Banned Books Are Cool
September 29th, 2008
No, I don't mean it. Banned books aren't cool. I mean, the banning isn't cool. But the books? Well, in the words of Judith Krug, director of ALA's Office for Intellectual Freedom, "These are books that say something, that are meaningful to who we are and what we are."
Which is, you know, very cool indeed.
To continue my celebration of Banned Books Week, here are a few more things worth checking out:
- AL Focus has posted yet another amusing video, this one in honor of Banned Books Week.
- Little Willow has posted some nice ruminations on banned books: the chasm between exercising discretion in your own reading and forcing your personal choices on others, the role of ageism in book challenges, and her personal favorite banned books.
- The 100 Most Frequently Challenged Books of 1990-2000 are represented visually in this short video. (Via Bookshelves of Doom.)
- For a global cross-section of banned books, check out LibraryThing's Banned Books Library. Currently, it includes just under 700 books that have been banned somewhere around the world. In addition to the usual bibliographic information, there's info about the cited reasons for banning. (Via Abby the Librarian.)


Do you ever feel that banned books are trumpeted at the expense of other, better books, just for the fact that they are banned?
Challenged books just feel so...arbitrary, to me. I recently read Fancy White Trash, and there were a couple of gaybashing scenes* that were frankly, ridiculous and in bad taste. How come nobody's screaming about that one, yet? Is it because it's fairly low on the literary merit pole?
*The Gay Best Friend (tm) was showered in [metal adult implements] at prom. A friend and I have taken the phrase "Showered in [metal adult implements]" to refer to any incident in a YA novel in which logic is stretched like so much silly putty.
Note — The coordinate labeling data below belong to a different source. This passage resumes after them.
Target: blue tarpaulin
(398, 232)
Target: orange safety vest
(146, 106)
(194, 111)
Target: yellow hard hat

Hi Rie, I do think there's a mystique about banned books, and they certainly get more hype because of their challenged status. However, something that nearly all of the most-challenged books have in common is that they're of high literary quality and/or popularity.
They are, for the most part, books that have stayed in print over time, often over the course of decades (no mean feat). They are often books that are part of a school's curriculum, whether as required or recommended reading. They are books that are more widely reviewed and publicized, for their quality and/or innovation, not their "offensive" content. In all these ways, they get on more people's radar and therefore rub more people the wrong way—some enough to challenge them.
In other words, these "banned books" were being trumpeted before they were ever challenged—just not for the same reasons.
You know, that correlation hadn't quite clicked in my head. Thank you! I see now that the reason these books get around is because they were of literary merit in their own right, and thus people have more chance of being exposed to them.
I always liked that quote from Juniper, Gentian, and Rosemary by Pamela Dean:
“The library was one of Gentian’s favorite places in the school…it had tables, chairs, cushions, and a great many books, as well as a librarian who put a shelf of banned books right at the entrance with notices exhorting one to read them…She found the Newberry Award a better guide to what was good to read; as Becky said, some banned books were boring, some were absurd, and some were contemptible, but she didn’t see why somebody else should decide any of those things.” (Dean, 1999, p. 135)
In some "tales from library school" news, my pro-book-banning classmate who admitted that he would hide/destroy books that he didn't think the public should get their hands on has been topped. There is a student in my Research Methods class who doesn't believe in social science research...
Sigh. I do believe that most challenges are born of good intentions, particularly the desire to protect others (especially children) from "bad" ideas, but at the same time I don't have much patience for, say, folks who steal/hide/destroy library books to make them unavailable for other patrons. At the very least, citizens who file formal challenges deserve credit for playing by the rules—by which I mean the law.
What's your classmate's objection to social science research? I'm totally flummoxed by that one.
It's complicated, but from what I understand she believes that nobody can measure the entire population and thus all research is fallacious. She's also offended that people with money twist the numbers to make even more money. There was a bit in there about what really matters can't be measured by statistics, but I don't want to put word in her mouth as I can't remember her exact phrases for that.
TL;DR version: She doesn't believe that you can measure truth, so you shouldn't even make an attempt.
Addendum: Fancy White Trash wasn't on my radar, but based on what you've said: ew, blech. And, you know, perhaps it's just a matter of time before someone files a challenge...
See also http://preview.tinyurl.com/sowell for a different point of view.
Thanks for the alternative perspective, Dan!
Thank you so much for the link! I really hope people think before they dismiss books, much less condemn them.
Me, too! It particularly galls me when I hear about people objecting to books based on isolated passages or even just on hearsay. Context is (almost) everything.